Agree with Gift and Jeff on documentation and "passing the baton". Any project that's in a position where losing a person, either due to employment termination or accident/illness, needs a better manager.
- Gus "GSquared", RSVP, OODA, MAP, NMVP, FAQ, SAT, SQL, DNA, RNA, UOI, IOU, AM, PM, AD, BC, BCE, USA, UN, CF, ROFL, LOL, ETC
Property of The Thread
"Nobody knows the age of the human race, but everyone agrees it's old enough to know better." - Anon
October 19, 2009 at 8:55 am
Agree with Gift and Jeff on documentation and "passing the baton". Any project that's in a position where losing a person, either due to employment termination or accident/illness, needs a better manager.
People moving on is not related to illness or termination more like let your sycophants do the work for you and this affects for than 40 percent of software development projects. These are not isolated manager should be replaced issues marginalized people move on at least one or more everyday in the US that is the reason 60 percent software projects fail.

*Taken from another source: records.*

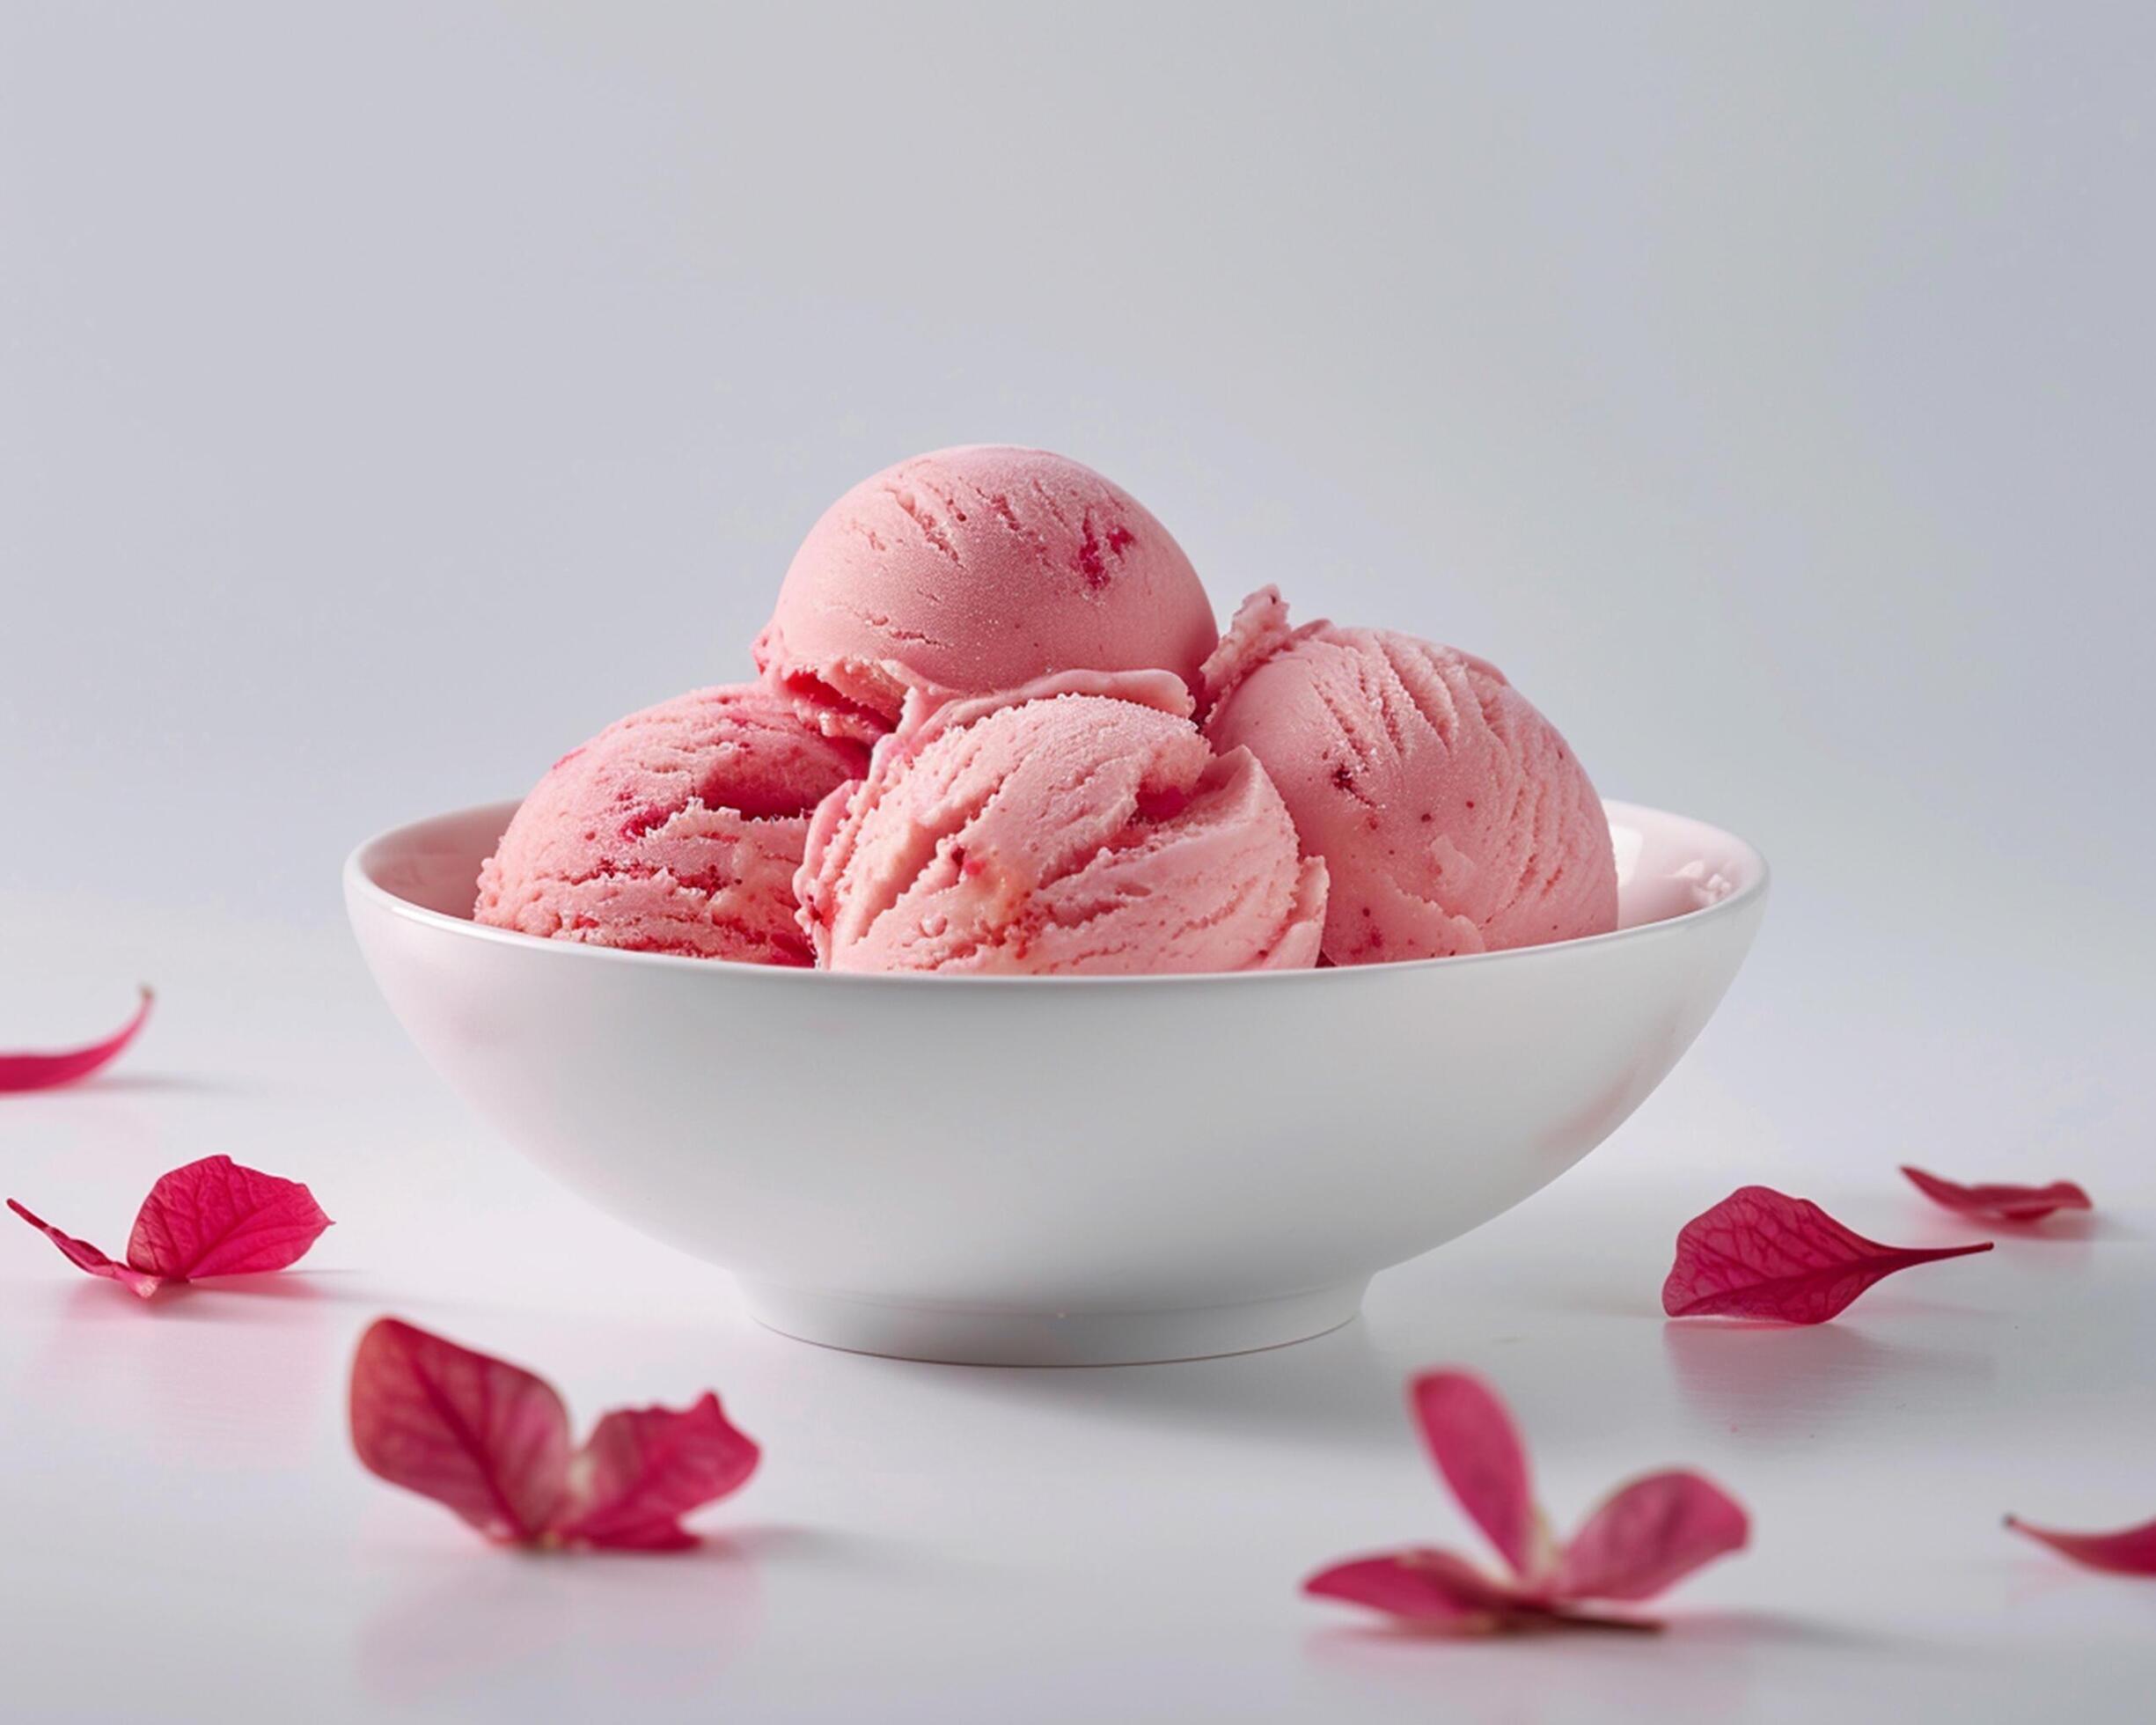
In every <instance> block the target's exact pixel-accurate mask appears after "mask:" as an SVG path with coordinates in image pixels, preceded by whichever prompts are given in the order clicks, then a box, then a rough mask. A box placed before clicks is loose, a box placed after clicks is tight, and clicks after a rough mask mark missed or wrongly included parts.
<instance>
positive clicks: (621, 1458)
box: [554, 1391, 759, 1550]
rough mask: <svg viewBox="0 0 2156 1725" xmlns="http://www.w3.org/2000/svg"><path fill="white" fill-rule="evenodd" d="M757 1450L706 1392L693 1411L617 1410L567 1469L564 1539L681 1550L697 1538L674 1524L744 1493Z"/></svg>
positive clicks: (559, 1533)
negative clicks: (708, 1503) (684, 1517)
mask: <svg viewBox="0 0 2156 1725" xmlns="http://www.w3.org/2000/svg"><path fill="white" fill-rule="evenodd" d="M757 1458H759V1451H757V1445H755V1443H752V1440H750V1438H748V1436H744V1434H742V1432H737V1430H735V1427H733V1425H731V1423H729V1421H727V1415H724V1412H722V1410H720V1406H718V1397H716V1395H711V1393H709V1391H705V1395H703V1399H701V1402H696V1404H694V1406H692V1408H683V1410H681V1412H675V1410H673V1408H617V1410H614V1412H610V1415H606V1419H602V1421H599V1423H597V1425H595V1427H593V1432H591V1438H589V1440H586V1443H584V1447H582V1449H580V1451H578V1453H576V1458H573V1460H571V1464H569V1501H567V1503H565V1505H563V1512H561V1514H558V1518H556V1524H554V1531H556V1533H558V1535H561V1537H563V1540H571V1542H578V1544H589V1546H614V1548H625V1550H681V1548H686V1546H694V1544H696V1537H694V1535H692V1533H688V1531H686V1529H683V1527H681V1524H679V1520H681V1516H686V1514H688V1512H690V1509H696V1507H699V1505H705V1503H714V1501H716V1499H722V1496H729V1494H731V1492H735V1490H740V1488H742V1481H746V1479H748V1475H750V1473H755V1471H757Z"/></svg>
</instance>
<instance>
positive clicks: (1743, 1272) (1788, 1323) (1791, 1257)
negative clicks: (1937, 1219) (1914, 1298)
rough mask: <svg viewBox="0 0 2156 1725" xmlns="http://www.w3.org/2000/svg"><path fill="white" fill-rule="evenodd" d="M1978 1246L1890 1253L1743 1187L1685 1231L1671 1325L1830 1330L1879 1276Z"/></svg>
mask: <svg viewBox="0 0 2156 1725" xmlns="http://www.w3.org/2000/svg"><path fill="white" fill-rule="evenodd" d="M1990 1248H1992V1242H1990V1240H1984V1242H1979V1244H1975V1246H1930V1248H1917V1246H1882V1244H1878V1242H1876V1240H1865V1238H1863V1236H1861V1233H1854V1231H1850V1229H1846V1227H1843V1225H1841V1223H1837V1220H1835V1218H1833V1216H1828V1214H1826V1212H1824V1210H1820V1205H1815V1203H1811V1201H1807V1199H1792V1197H1787V1195H1785V1192H1777V1190H1772V1188H1770V1186H1740V1188H1738V1190H1736V1192H1731V1195H1729V1197H1727V1199H1723V1201H1720V1203H1718V1205H1714V1208H1712V1210H1708V1212H1705V1214H1701V1216H1695V1218H1692V1220H1688V1223H1686V1225H1684V1231H1682V1233H1677V1261H1675V1264H1673V1266H1671V1270H1669V1281H1664V1283H1662V1311H1667V1313H1669V1315H1671V1317H1779V1320H1781V1322H1785V1324H1824V1322H1826V1320H1828V1317H1833V1315H1835V1313H1837V1311H1841V1309H1843V1307H1848V1305H1850V1300H1854V1298H1856V1296H1858V1294H1863V1292H1865V1289H1867V1287H1871V1283H1876V1281H1878V1279H1880V1277H1891V1274H1893V1272H1895V1270H1908V1268H1910V1266H1912V1264H1932V1261H1934V1259H1943V1257H1964V1255H1968V1253H1988V1251H1990Z"/></svg>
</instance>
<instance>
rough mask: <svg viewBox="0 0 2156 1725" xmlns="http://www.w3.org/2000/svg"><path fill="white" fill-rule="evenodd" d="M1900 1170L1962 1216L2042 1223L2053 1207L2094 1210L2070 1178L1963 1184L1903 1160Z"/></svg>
mask: <svg viewBox="0 0 2156 1725" xmlns="http://www.w3.org/2000/svg"><path fill="white" fill-rule="evenodd" d="M1902 1173H1906V1175H1908V1179H1910V1184H1912V1186H1915V1188H1917V1190H1919V1192H1923V1195H1925V1197H1927V1199H1932V1203H1940V1205H1945V1208H1947V1210H1958V1212H1960V1214H1962V1216H1992V1218H1996V1220H2001V1223H2042V1220H2044V1218H2046V1216H2048V1214H2053V1212H2055V1210H2093V1208H2096V1205H2093V1203H2091V1201H2089V1195H2087V1192H2085V1190H2081V1188H2078V1186H2076V1184H2074V1182H2072V1179H2055V1182H2050V1186H1962V1184H1960V1182H1955V1179H1940V1177H1938V1175H1936V1173H1925V1171H1923V1169H1912V1167H1908V1164H1906V1162H1904V1164H1902Z"/></svg>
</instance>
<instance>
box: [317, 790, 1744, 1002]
mask: <svg viewBox="0 0 2156 1725" xmlns="http://www.w3.org/2000/svg"><path fill="white" fill-rule="evenodd" d="M517 806H520V802H517V800H515V798H511V800H507V802H474V804H468V806H464V809H446V811H442V813H438V815H425V817H420V819H416V822H401V824H397V826H388V828H384V830H382V832H375V834H373V837H371V839H362V841H360V843H358V845H354V847H351V854H349V856H345V867H343V884H345V903H347V908H356V903H358V901H364V903H369V906H373V908H375V910H384V912H388V914H392V916H399V919H403V921H407V923H418V925H420V927H431V929H438V932H442V934H451V936H461V938H466V940H483V942H492V944H509V947H515V949H522V951H533V953H537V951H548V953H556V955H558V957H561V962H578V964H584V962H589V964H645V966H662V968H681V970H705V972H709V970H718V972H720V975H722V977H757V979H759V983H757V985H772V988H787V985H796V988H798V985H804V983H806V985H811V988H1054V990H1063V988H1177V985H1181V988H1188V985H1194V983H1205V985H1218V983H1238V985H1248V988H1283V985H1302V988H1311V985H1319V983H1322V985H1328V988H1339V985H1345V983H1348V981H1350V979H1371V977H1399V975H1408V972H1423V970H1438V968H1442V970H1457V968H1464V966H1485V964H1514V966H1518V964H1531V962H1537V960H1539V962H1544V964H1546V962H1550V960H1552V957H1559V955H1563V953H1585V951H1604V949H1611V947H1623V944H1641V942H1645V940H1669V938H1684V936H1686V934H1695V932H1699V929H1703V927H1705V925H1708V923H1723V921H1729V919H1733V916H1740V914H1742V912H1744V910H1746V908H1751V906H1755V903H1759V901H1761V899H1764V897H1766V893H1768V884H1770V882H1772V869H1770V867H1768V860H1766V854H1764V852H1761V850H1759V847H1757V845H1753V843H1751V841H1749V839H1740V837H1738V834H1736V832H1729V830H1727V828H1720V826H1714V824H1712V822H1703V819H1697V817H1692V815H1680V813H1675V811H1673V809H1656V806H1651V804H1645V802H1623V800H1617V798H1602V806H1604V811H1608V815H1611V817H1613V822H1615V819H1621V817H1632V819H1634V824H1636V822H1639V817H1643V815H1645V817H1651V819H1664V822H1682V824H1686V826H1695V828H1699V830H1701V832H1703V834H1712V837H1714V839H1718V841H1723V843H1727V845H1729V847H1731V850H1733V852H1736V854H1738V856H1740V858H1742V860H1744V867H1746V875H1749V878H1746V880H1744V882H1742V884H1740V886H1738V888H1736V891H1731V893H1725V895H1723V897H1718V899H1716V901H1714V903H1705V906H1699V908H1697V910H1680V912H1677V914H1675V916H1662V919H1658V921H1654V923H1636V925H1632V927H1628V929H1611V932H1608V934H1585V936H1576V938H1572V940H1544V942H1542V944H1537V947H1507V949H1503V951H1494V953H1453V955H1449V957H1412V960H1391V962H1384V964H1339V966H1328V968H1322V970H1319V968H1311V970H1164V972H1141V975H1104V977H1007V975H998V977H979V975H955V977H946V975H938V972H867V970H843V972H841V970H809V968H796V966H785V964H744V962H740V960H722V957H688V955H683V953H638V951H625V949H621V947H595V944H589V942H582V940H548V938H543V936H537V934H522V932H520V929H498V927H492V925H489V923H474V921H472V919H470V916H451V914H446V912H440V910H429V908H427V906H420V903H412V899H405V897H399V895H397V893H392V891H390V888H386V886H382V884H379V882H377V880H375V878H373V873H369V860H371V858H375V856H379V852H384V850H388V847H390V845H395V843H399V841H403V843H410V841H412V834H416V832H418V830H420V828H425V826H440V824H444V822H455V819H476V817H479V815H494V813H500V819H502V826H507V824H509V817H511V815H513V813H515V811H517Z"/></svg>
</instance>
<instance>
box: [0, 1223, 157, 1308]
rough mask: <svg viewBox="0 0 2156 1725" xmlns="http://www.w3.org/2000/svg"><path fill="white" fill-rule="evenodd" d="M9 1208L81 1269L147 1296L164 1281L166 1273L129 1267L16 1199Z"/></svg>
mask: <svg viewBox="0 0 2156 1725" xmlns="http://www.w3.org/2000/svg"><path fill="white" fill-rule="evenodd" d="M6 1208H9V1210H13V1212H15V1214H17V1216H22V1218H24V1220H26V1223H28V1225H30V1227H34V1229H37V1231H39V1233H43V1236H45V1238H47V1240H52V1244H54V1246H58V1248H60V1255H63V1257H65V1259H67V1261H69V1264H73V1266H75V1268H78V1270H88V1272H91V1274H93V1277H106V1279H108V1281H116V1283H119V1285H121V1287H125V1289H127V1292H129V1294H138V1296H142V1298H144V1300H147V1298H149V1296H151V1294H155V1292H157V1287H160V1285H162V1283H164V1277H155V1274H147V1272H142V1270H134V1268H129V1266H127V1264H121V1261H119V1259H112V1257H106V1255H103V1253H101V1251H97V1246H93V1244H91V1242H88V1240H78V1238H75V1236H73V1233H60V1229H56V1227H54V1225H52V1223H47V1220H43V1218H41V1216H32V1214H30V1212H28V1210H24V1208H22V1205H19V1203H15V1199H9V1201H6Z"/></svg>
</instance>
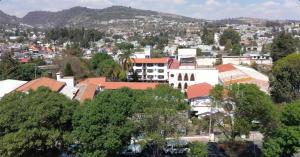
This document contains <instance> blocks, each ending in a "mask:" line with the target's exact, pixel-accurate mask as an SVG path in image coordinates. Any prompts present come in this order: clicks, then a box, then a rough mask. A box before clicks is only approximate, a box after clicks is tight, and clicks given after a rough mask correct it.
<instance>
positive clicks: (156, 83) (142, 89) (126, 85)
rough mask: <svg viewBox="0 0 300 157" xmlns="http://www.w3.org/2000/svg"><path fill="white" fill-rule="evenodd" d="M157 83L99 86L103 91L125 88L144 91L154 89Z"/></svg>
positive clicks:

Microsoft is in a better position to mitigate these issues more than other companies because other people can use what is more like the public documentation of the feature in most cases code included.
Kind regards,
Gift Peddie
October 19, 2009 at 9:22 am
GSquared (10/19/2009)
Agree with Peter on Pivot: totally useless function as implemented, would be useful if it didn't require hard-coding.
If it can produce variable number of columns depending on data, its output schema is unknown until run time - so it may as well build it with dynamic SQL anyway. I agree there needs to be an easier way to build them, but any alternative syntax will still have this fundamental problem.